KARAT: "Hohe Himmel" (Album)
![]() Titel: "Immer noch da" (Nur auf der CD), "Ausgeträumt", "Hohe Himmel", "All das schenk ich dir", "Nicht egal", "Schlafendes Herz", "Was soll der Geiz", "Vor ein paar Jahren", "Unbesiegbar", "Trau dich", "Winterschlaf", "Wir", "Der Mensch" |
Rezension:
Unsere Rezension zum neuen KARAT-Album kommt erst am Tag der VÖ desselben. Wir hatten uns im Vorfeld - wie bei jedem interessanten Thema - um eine Bemusterung bemüht, sind dafür aber wohl nicht vorgesehen. Da wir aber nicht auf der Basis rezensieren, ob uns jemand sein Album zur Verfügung stellt oder nicht, sondern ob das Produkt zu unseren Inhalten passt, haben wir Geld ausgegeben, das Album aus eigener Tasche gekauft und wollen nun mal schauen, ob's das wert war …

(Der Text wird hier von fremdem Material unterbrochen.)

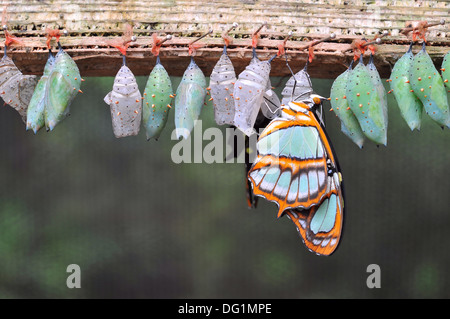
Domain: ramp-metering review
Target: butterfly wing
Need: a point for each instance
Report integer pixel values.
(321, 226)
(291, 167)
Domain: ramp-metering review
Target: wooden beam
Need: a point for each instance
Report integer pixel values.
(91, 22)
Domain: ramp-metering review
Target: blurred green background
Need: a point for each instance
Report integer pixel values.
(140, 226)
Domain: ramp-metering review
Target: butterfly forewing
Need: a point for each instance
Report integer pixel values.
(291, 167)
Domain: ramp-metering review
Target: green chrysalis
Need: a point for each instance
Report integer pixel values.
(366, 101)
(429, 87)
(157, 99)
(189, 100)
(410, 106)
(36, 108)
(446, 70)
(349, 124)
(63, 85)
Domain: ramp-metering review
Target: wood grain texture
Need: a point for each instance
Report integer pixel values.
(91, 22)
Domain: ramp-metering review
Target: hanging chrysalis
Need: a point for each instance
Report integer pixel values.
(221, 82)
(158, 95)
(446, 70)
(63, 85)
(297, 87)
(339, 102)
(125, 99)
(16, 89)
(36, 108)
(190, 97)
(270, 106)
(248, 93)
(365, 102)
(381, 91)
(410, 106)
(429, 87)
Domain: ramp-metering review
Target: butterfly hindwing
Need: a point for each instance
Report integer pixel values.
(321, 226)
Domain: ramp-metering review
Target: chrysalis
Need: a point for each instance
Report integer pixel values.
(446, 70)
(36, 108)
(410, 106)
(63, 85)
(222, 81)
(271, 105)
(339, 102)
(189, 99)
(429, 87)
(126, 103)
(365, 101)
(297, 87)
(157, 99)
(248, 93)
(16, 89)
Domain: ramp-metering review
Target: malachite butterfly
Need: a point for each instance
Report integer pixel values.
(36, 108)
(221, 82)
(367, 101)
(446, 70)
(410, 106)
(16, 89)
(339, 103)
(158, 95)
(126, 103)
(189, 100)
(297, 169)
(429, 87)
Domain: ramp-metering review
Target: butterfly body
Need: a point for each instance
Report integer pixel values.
(296, 168)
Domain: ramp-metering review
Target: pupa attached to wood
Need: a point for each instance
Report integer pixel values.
(190, 97)
(158, 95)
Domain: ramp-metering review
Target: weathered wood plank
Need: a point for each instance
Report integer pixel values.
(90, 22)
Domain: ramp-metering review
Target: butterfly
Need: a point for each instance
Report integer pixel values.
(296, 168)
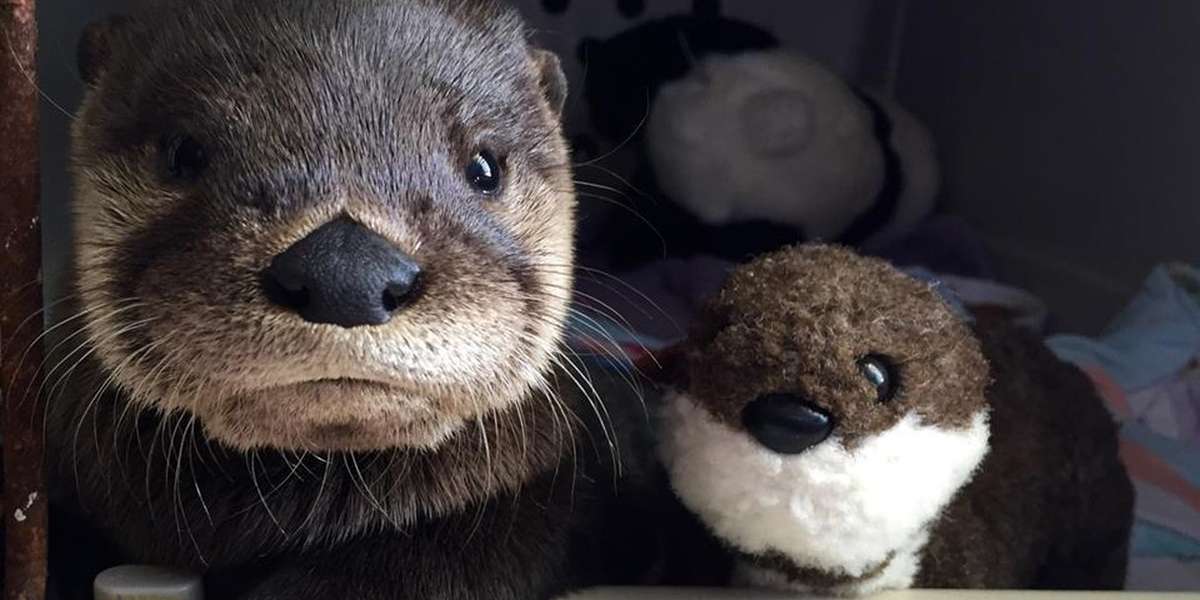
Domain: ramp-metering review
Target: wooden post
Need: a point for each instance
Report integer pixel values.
(21, 306)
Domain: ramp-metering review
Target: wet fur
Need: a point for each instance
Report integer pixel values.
(469, 459)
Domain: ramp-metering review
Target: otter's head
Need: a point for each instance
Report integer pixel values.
(333, 226)
(828, 408)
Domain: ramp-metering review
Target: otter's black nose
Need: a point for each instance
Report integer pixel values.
(342, 274)
(786, 423)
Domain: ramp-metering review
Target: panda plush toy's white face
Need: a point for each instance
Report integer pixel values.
(765, 136)
(774, 136)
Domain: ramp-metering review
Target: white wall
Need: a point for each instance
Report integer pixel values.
(1069, 133)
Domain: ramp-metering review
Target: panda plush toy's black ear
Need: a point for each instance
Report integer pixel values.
(94, 53)
(706, 9)
(553, 81)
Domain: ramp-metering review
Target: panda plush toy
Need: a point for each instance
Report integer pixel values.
(774, 136)
(742, 147)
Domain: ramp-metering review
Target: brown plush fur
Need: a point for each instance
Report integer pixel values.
(799, 321)
(1050, 505)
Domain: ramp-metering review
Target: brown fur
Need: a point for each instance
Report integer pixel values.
(1050, 505)
(307, 120)
(799, 321)
(442, 455)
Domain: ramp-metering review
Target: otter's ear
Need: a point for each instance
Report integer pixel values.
(553, 81)
(95, 48)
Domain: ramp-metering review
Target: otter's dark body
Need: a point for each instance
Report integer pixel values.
(1051, 505)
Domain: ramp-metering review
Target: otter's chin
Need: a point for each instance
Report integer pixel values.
(333, 415)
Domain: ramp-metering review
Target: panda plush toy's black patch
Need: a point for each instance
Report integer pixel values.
(624, 73)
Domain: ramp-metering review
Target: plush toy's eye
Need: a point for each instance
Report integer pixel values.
(881, 375)
(484, 172)
(184, 156)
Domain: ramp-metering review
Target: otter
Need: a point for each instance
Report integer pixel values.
(844, 429)
(323, 259)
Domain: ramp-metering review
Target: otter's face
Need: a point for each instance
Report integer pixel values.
(832, 408)
(337, 226)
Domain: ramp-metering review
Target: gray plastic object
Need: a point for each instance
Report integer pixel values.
(137, 582)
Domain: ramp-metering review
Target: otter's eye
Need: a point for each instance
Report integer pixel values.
(881, 375)
(185, 157)
(484, 172)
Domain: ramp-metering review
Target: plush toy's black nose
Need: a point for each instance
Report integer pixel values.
(345, 275)
(786, 423)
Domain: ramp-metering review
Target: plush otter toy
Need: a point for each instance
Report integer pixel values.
(844, 429)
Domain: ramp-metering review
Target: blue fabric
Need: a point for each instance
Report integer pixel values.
(1151, 540)
(1156, 336)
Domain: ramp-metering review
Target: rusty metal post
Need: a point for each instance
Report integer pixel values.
(21, 305)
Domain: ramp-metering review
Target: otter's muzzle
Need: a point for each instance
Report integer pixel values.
(786, 423)
(343, 274)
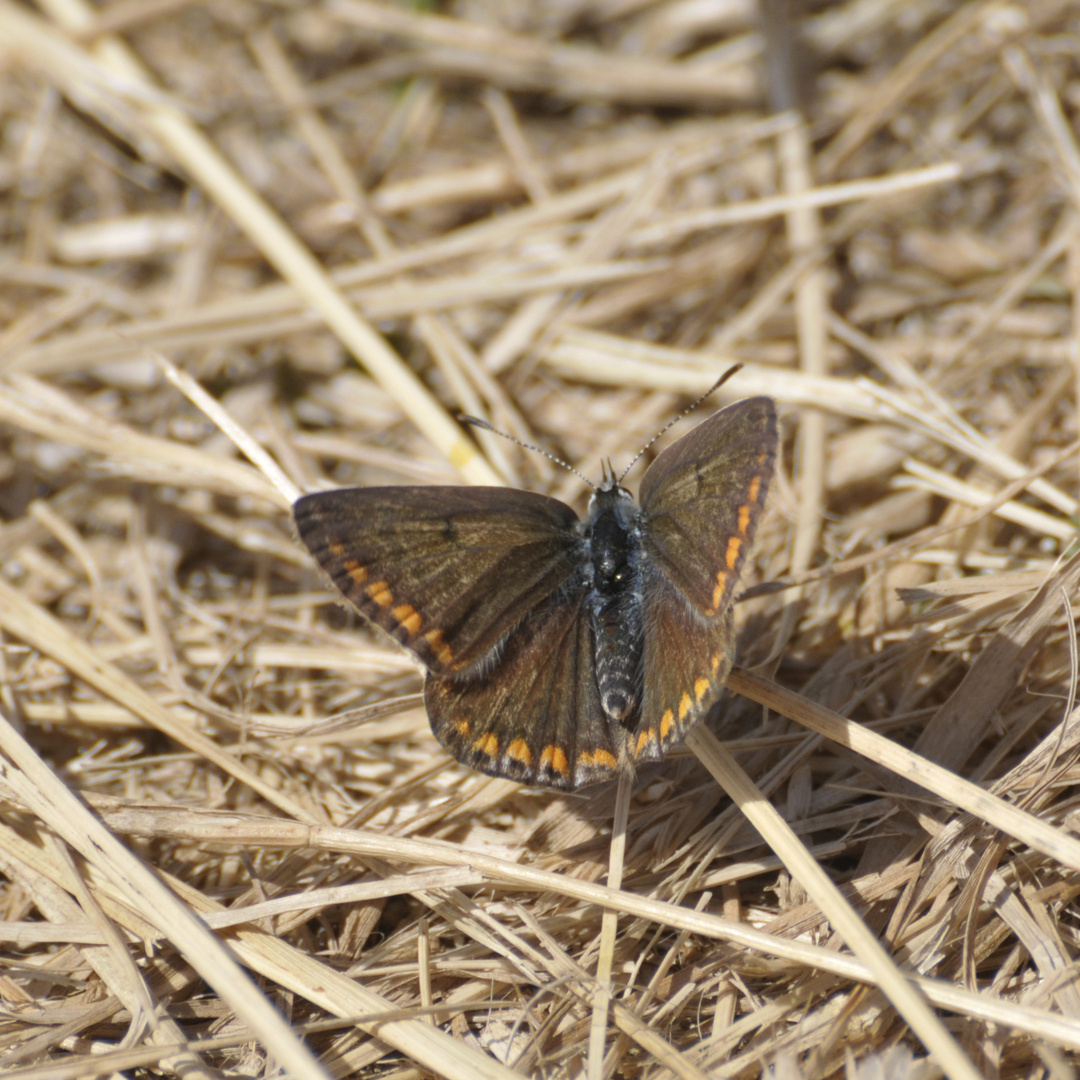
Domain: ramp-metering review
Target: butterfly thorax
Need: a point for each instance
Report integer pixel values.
(615, 599)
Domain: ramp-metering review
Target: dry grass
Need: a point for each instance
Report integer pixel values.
(564, 217)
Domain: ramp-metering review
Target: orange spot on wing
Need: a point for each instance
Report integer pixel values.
(555, 759)
(442, 650)
(487, 744)
(407, 618)
(721, 581)
(518, 750)
(598, 756)
(379, 592)
(732, 556)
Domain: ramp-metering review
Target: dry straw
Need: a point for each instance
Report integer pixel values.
(251, 251)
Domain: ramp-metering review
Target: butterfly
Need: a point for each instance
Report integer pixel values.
(558, 650)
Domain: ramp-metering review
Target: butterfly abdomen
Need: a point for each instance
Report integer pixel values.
(615, 602)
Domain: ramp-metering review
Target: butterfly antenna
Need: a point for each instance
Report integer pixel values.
(474, 421)
(671, 423)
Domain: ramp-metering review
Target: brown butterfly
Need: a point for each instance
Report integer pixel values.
(561, 650)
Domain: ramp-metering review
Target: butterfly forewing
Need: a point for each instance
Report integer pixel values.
(500, 593)
(429, 565)
(701, 502)
(702, 498)
(544, 724)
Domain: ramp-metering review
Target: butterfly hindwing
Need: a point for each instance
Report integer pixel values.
(701, 502)
(429, 564)
(540, 721)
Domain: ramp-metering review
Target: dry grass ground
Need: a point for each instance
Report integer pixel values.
(346, 221)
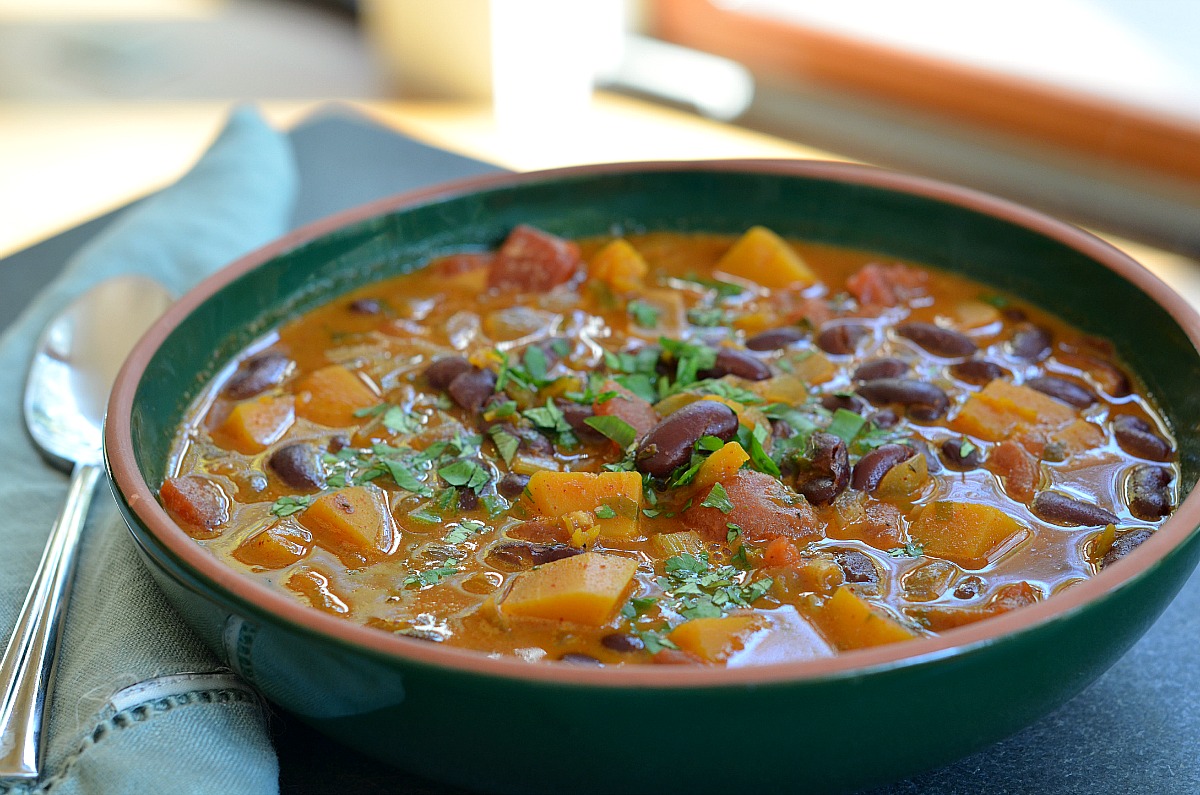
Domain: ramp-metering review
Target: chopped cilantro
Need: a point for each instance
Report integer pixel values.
(718, 498)
(645, 315)
(615, 429)
(291, 504)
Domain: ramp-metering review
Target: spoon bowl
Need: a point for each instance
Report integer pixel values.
(75, 364)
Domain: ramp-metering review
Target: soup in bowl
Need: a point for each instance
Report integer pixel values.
(793, 446)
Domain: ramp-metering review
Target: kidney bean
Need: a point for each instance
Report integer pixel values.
(1149, 491)
(873, 466)
(1125, 544)
(977, 371)
(443, 371)
(1061, 509)
(1030, 342)
(299, 466)
(887, 368)
(828, 472)
(850, 402)
(731, 362)
(955, 459)
(856, 566)
(511, 485)
(622, 641)
(365, 306)
(670, 443)
(472, 388)
(937, 340)
(841, 339)
(1068, 392)
(257, 375)
(923, 400)
(969, 587)
(580, 659)
(775, 339)
(1138, 437)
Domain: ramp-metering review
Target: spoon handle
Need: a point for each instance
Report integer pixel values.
(28, 663)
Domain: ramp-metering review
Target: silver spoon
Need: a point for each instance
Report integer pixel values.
(75, 364)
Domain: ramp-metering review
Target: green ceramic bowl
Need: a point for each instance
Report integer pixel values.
(838, 724)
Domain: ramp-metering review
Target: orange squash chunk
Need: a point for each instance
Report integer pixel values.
(331, 395)
(353, 520)
(850, 622)
(717, 639)
(555, 495)
(586, 589)
(763, 257)
(964, 532)
(281, 544)
(619, 266)
(253, 425)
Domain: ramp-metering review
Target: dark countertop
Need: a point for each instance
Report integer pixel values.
(1137, 729)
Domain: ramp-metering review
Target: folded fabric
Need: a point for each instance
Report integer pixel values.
(139, 705)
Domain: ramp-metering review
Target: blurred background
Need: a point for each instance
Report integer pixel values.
(1089, 109)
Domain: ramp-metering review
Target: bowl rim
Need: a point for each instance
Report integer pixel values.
(257, 598)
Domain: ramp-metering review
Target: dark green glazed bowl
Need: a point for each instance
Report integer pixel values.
(859, 719)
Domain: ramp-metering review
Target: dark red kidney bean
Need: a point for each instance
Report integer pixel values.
(775, 339)
(1030, 342)
(849, 402)
(257, 375)
(467, 498)
(731, 362)
(1138, 437)
(622, 641)
(888, 368)
(366, 306)
(472, 388)
(977, 371)
(969, 587)
(1068, 392)
(873, 466)
(517, 555)
(958, 460)
(299, 466)
(923, 400)
(670, 443)
(841, 339)
(445, 370)
(856, 567)
(575, 413)
(1149, 491)
(511, 485)
(1125, 544)
(827, 473)
(937, 340)
(1061, 509)
(580, 659)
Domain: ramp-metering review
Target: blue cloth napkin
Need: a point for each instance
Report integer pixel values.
(139, 704)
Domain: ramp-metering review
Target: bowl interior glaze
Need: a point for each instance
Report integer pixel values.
(1061, 268)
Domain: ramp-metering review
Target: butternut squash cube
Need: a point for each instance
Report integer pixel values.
(613, 497)
(964, 532)
(850, 622)
(253, 425)
(331, 395)
(354, 520)
(585, 589)
(280, 544)
(763, 257)
(717, 639)
(720, 466)
(619, 266)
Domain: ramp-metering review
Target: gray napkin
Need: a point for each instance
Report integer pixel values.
(139, 704)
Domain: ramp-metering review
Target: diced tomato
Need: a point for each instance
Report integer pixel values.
(533, 261)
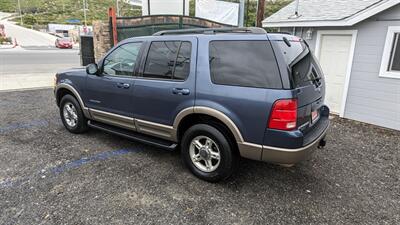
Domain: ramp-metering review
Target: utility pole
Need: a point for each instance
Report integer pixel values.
(20, 12)
(260, 12)
(241, 13)
(117, 7)
(84, 12)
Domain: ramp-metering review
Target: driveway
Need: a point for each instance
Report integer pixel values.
(49, 176)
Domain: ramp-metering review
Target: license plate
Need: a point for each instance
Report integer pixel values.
(314, 116)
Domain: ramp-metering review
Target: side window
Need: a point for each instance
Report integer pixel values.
(168, 60)
(121, 62)
(182, 67)
(244, 63)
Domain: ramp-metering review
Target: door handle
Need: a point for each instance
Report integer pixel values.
(180, 91)
(123, 85)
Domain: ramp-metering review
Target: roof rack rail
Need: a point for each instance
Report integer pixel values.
(250, 30)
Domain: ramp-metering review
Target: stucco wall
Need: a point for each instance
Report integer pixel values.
(371, 99)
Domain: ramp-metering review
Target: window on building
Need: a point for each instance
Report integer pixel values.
(168, 60)
(121, 62)
(394, 63)
(390, 66)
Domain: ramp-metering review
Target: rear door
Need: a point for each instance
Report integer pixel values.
(166, 81)
(112, 90)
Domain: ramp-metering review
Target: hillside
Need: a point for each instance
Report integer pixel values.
(59, 11)
(40, 12)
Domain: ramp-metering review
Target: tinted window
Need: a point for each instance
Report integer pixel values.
(182, 67)
(244, 63)
(395, 55)
(164, 62)
(122, 60)
(305, 69)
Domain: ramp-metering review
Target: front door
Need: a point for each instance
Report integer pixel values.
(166, 84)
(334, 58)
(109, 95)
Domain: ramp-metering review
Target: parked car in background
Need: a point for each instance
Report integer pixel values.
(64, 42)
(218, 94)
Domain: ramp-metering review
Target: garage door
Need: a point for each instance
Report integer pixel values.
(334, 58)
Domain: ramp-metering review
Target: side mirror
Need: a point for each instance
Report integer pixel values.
(92, 69)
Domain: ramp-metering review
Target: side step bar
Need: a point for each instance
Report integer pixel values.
(146, 139)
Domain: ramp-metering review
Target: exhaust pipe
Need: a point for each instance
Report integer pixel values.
(322, 143)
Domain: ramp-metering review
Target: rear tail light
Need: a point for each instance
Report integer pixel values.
(283, 115)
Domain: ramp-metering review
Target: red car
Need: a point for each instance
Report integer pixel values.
(64, 42)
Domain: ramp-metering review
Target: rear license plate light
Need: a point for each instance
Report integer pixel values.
(314, 116)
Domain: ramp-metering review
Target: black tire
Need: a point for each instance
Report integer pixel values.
(81, 124)
(229, 159)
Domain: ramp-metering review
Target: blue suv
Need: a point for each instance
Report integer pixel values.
(216, 94)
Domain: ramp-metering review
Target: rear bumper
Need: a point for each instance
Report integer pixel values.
(280, 155)
(291, 156)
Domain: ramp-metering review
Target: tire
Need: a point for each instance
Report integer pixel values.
(68, 116)
(197, 156)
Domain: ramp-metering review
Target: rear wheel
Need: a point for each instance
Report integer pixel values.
(208, 154)
(72, 115)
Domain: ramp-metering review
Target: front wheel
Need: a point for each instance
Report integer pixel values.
(208, 154)
(72, 115)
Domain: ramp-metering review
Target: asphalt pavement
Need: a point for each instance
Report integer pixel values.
(27, 68)
(50, 176)
(37, 61)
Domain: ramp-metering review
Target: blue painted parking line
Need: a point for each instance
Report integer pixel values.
(97, 157)
(8, 183)
(24, 125)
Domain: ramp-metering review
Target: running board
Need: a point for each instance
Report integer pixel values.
(146, 139)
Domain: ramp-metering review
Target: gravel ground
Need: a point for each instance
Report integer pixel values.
(49, 176)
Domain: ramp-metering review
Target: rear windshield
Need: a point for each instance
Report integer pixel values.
(244, 63)
(304, 68)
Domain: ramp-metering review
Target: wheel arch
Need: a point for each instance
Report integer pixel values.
(63, 89)
(194, 114)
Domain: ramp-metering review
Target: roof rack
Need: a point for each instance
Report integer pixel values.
(249, 30)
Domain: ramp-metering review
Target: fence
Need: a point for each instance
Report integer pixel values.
(126, 27)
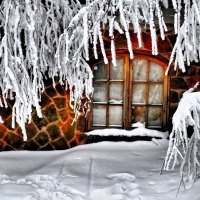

Abgesehen davon, dass das Album thematisch zu unseren Inhalten bei Deutsche Mugge passt, kommt noch hinzu, dass uns Teile der Band lange bevor es Formen annahm, getriggert haben. Uns wurde ein Werk angekündigt, das vom Sound und von der Musik her an die alten Traditionen von KARAT anknüpfen soll. Und das, obwohl keiner aus der alten Kreativabteilung mehr an Bord ist und - man möge es mir verzeihen, dass ich mich wiederhole - die Band in den letzten 20 Jahren schon nicht in der Lage war, auch nur in greifbare Nähe der erfolgreichen Werke aus den 70ern und 80ern zu kommen. Jedenfalls verkündeten Claudius Dreilich und Bernd Römer vollmundig in der TV-Talkshow "Riverboat" im vergangenen Jahr, dass man zum Erreichen dieser Ziele sogar neue "alte" Technik besorgen wollte. Na, Mensch … da wird man doch als alter Fan dieser Band (der Rezensent liebt die Musik von KARAT, die bis einschließlich Dezember 2004 entstanden ist) mal neugierig werden dürfen.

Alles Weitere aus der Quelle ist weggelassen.